The concept of IC50 was used in numerous studies to report the results of DPPH. IC50 is defined as the concentration of GT or CS-NP-GT needed to inhibit 50% of DPPH radical. The less values of IC50 represent higher antioxidant power [29]. The IC50 of GT and CS-NP-GT were determined as 12.30 ± 0.01 and 6.13 ± 0.12 μg/ml, respectively, which indicated that the antioxidant activity of GT was high and increased by encapsulating (Figure 7). Ghahfarokhi et al. [30] reported a similar increase in the antioxidant power of thyme essential oil after encapsulating with CS so that free radical scavenging activity improved by 24.45% after entrapment in the CS-NP. Sessa et al. [31] reported the same results when measuring antioxidant activity of capsulated polyphenols from grape marc by oxygen radical absorbance capacity (ORAC) assay.

Ultrasonic treatment during producing CS-NP-GT is regarded as one of the reasons for increasing the antioxidant power of CS-NP-GT. Based on the previous studies, sonication can result in increasing DPPH free radical scavenging activity and antioxidant capacity. Regarding the study conducted on grape juice, its sonication treatment leads to an increase in its antioxidant capacity [32].

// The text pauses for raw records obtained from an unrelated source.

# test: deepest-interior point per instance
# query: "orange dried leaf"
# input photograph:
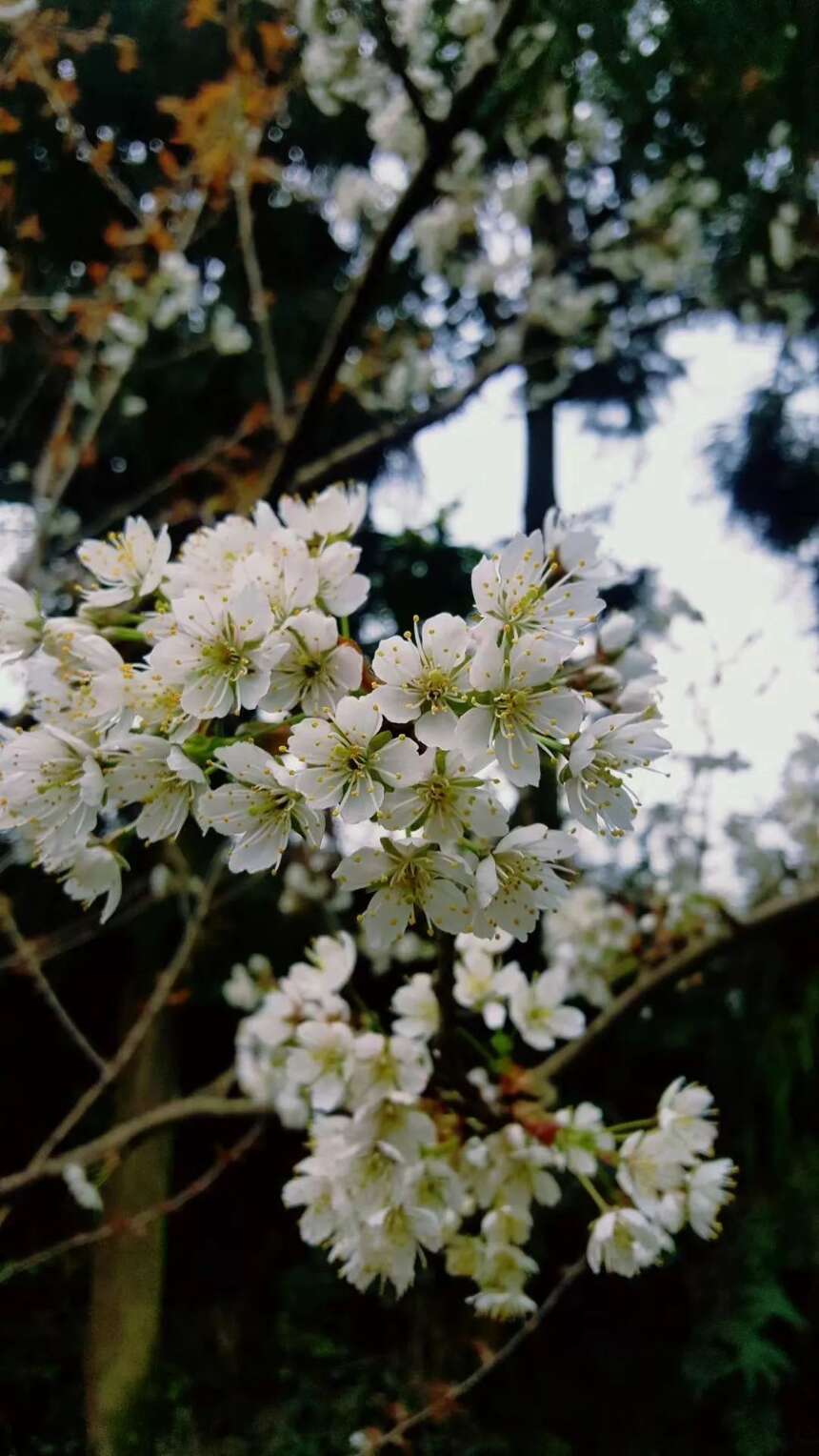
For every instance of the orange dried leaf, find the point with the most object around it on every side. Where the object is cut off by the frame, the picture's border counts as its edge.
(30, 229)
(127, 54)
(201, 11)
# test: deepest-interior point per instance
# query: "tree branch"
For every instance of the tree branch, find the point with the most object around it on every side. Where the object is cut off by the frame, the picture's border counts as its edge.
(766, 918)
(179, 1110)
(399, 63)
(28, 959)
(258, 305)
(156, 1001)
(138, 1222)
(455, 1392)
(355, 305)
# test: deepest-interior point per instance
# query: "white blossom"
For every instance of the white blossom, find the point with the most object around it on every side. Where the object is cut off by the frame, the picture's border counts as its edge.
(157, 775)
(623, 1241)
(258, 810)
(221, 654)
(82, 1188)
(537, 1009)
(410, 879)
(600, 756)
(447, 799)
(709, 1187)
(21, 620)
(523, 712)
(130, 564)
(686, 1113)
(348, 763)
(416, 1008)
(93, 871)
(316, 670)
(518, 880)
(425, 678)
(50, 783)
(329, 965)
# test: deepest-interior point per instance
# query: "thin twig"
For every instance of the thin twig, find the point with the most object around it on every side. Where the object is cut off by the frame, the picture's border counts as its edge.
(28, 960)
(355, 303)
(179, 1110)
(83, 931)
(258, 303)
(769, 915)
(156, 1001)
(76, 135)
(138, 1222)
(399, 63)
(455, 1392)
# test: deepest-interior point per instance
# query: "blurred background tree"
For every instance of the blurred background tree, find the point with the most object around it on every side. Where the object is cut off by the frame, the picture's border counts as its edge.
(689, 134)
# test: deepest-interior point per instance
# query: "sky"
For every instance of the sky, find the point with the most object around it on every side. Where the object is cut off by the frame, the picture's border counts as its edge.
(745, 678)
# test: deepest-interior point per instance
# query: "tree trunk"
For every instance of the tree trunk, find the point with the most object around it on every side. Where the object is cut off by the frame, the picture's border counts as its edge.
(127, 1273)
(540, 466)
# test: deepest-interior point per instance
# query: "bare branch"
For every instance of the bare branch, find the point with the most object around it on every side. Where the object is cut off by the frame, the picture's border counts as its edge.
(399, 63)
(455, 1392)
(138, 1222)
(156, 1001)
(355, 303)
(28, 960)
(179, 1110)
(692, 959)
(258, 303)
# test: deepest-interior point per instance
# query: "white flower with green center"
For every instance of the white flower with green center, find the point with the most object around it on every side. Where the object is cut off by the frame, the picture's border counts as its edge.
(93, 871)
(333, 515)
(709, 1188)
(342, 590)
(21, 620)
(350, 763)
(518, 880)
(416, 1008)
(322, 1062)
(221, 653)
(410, 879)
(316, 670)
(649, 1166)
(258, 810)
(623, 1241)
(51, 785)
(76, 677)
(538, 1012)
(686, 1114)
(157, 775)
(600, 758)
(581, 1139)
(209, 557)
(518, 593)
(482, 986)
(517, 711)
(284, 573)
(447, 799)
(130, 564)
(425, 680)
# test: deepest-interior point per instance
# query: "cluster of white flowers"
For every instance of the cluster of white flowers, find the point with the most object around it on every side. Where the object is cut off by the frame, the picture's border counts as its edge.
(144, 714)
(394, 1171)
(143, 699)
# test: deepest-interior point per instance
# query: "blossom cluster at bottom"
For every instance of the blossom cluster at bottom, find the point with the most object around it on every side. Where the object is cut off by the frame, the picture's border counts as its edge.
(406, 1160)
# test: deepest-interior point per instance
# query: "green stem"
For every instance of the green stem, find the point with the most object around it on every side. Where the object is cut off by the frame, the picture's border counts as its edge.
(631, 1127)
(124, 635)
(597, 1197)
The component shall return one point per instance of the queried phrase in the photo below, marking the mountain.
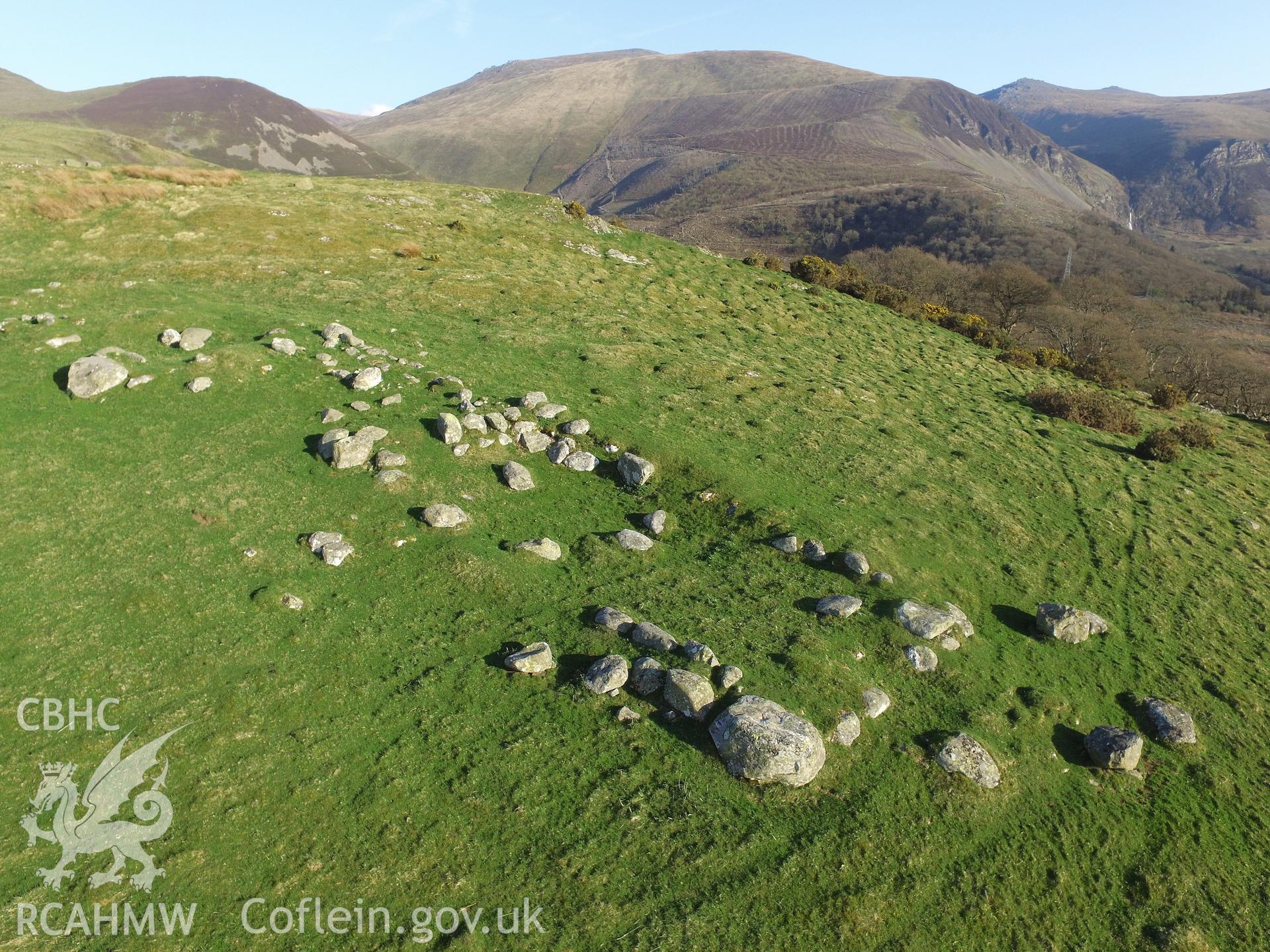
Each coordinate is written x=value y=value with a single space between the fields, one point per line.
x=1191 y=164
x=724 y=147
x=224 y=121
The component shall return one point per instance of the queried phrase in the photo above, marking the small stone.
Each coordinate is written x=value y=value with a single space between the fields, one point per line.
x=193 y=338
x=319 y=539
x=448 y=429
x=785 y=543
x=697 y=651
x=517 y=476
x=335 y=553
x=1114 y=748
x=847 y=729
x=727 y=674
x=367 y=379
x=633 y=541
x=921 y=658
x=647 y=677
x=839 y=606
x=656 y=522
x=634 y=470
x=648 y=635
x=689 y=694
x=532 y=399
x=966 y=756
x=532 y=659
x=1068 y=623
x=614 y=619
x=855 y=563
x=535 y=442
x=875 y=702
x=606 y=674
x=581 y=461
x=541 y=547
x=444 y=516
x=386 y=459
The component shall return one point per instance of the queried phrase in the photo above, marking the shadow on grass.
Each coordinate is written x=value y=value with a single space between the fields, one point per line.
x=1070 y=746
x=1017 y=619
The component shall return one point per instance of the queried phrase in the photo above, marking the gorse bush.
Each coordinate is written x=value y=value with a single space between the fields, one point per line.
x=1161 y=447
x=1195 y=436
x=1094 y=409
x=1167 y=397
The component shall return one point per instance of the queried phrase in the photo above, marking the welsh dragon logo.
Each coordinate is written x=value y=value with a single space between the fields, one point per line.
x=97 y=829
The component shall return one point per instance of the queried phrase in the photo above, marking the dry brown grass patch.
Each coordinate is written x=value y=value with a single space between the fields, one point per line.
x=78 y=200
x=183 y=177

3.6. Total Phenolic Content

GT possesses high polyphenolic content and is considered as a good source of natural antioxidants. In general, extraction solvent, temperature, and solid-liquid ratio are considered as the factors affecting the process of extracting phenolic compounds from GT [33]. Water is regarded as a safe and environmentally friendly solvent. Further, maximum extraction yield and antioxidant activity were observed in the tea extracted by hot water [34]. Thus, water was used as the solvent for extracting GT extract. The TPC of GT and CS-NP-GT was determined by using Folin–Ciocalteu reagent based on gallic acid standard as 267.43 ± 20.37 and 302.19 ± 2.67 mgr/gr, respectively. Finally, TPC increased after encapsulating due to the addition of the hydroxyl groups produced in sonication step to the aromatic ring of phenolic compounds [32].

4. Conclusions

Although plants such as GT possess wonderful functional properties, applying these properties in foods necessitates the use of some methods such as nanoencapsulation for increasing the power of their active components and preventing organoleptic changes in foods. The results indicated that GT was successfully loaded in CS-NP. Based on the comparison of the particle size, zeta potential, PDI, and EE related to different CS : GT ratios, the amount of loaded GT affects the main properties of CS-NP-GT effectively. Measuring the antioxidant activity by DPPH method indicated that the scavenging activity of CS-NP-GT increases compared to that of free GT. Further, TPC enhances after encapsulating. Finally, this innovative method can increase the antioxidant activity of GT by considering the results of the present study.

Data Availability

The data used to support the findings of this study are available from the corresponding author upon request.

Conflicts of Interest

The authors declare that they have no conflicts of interest.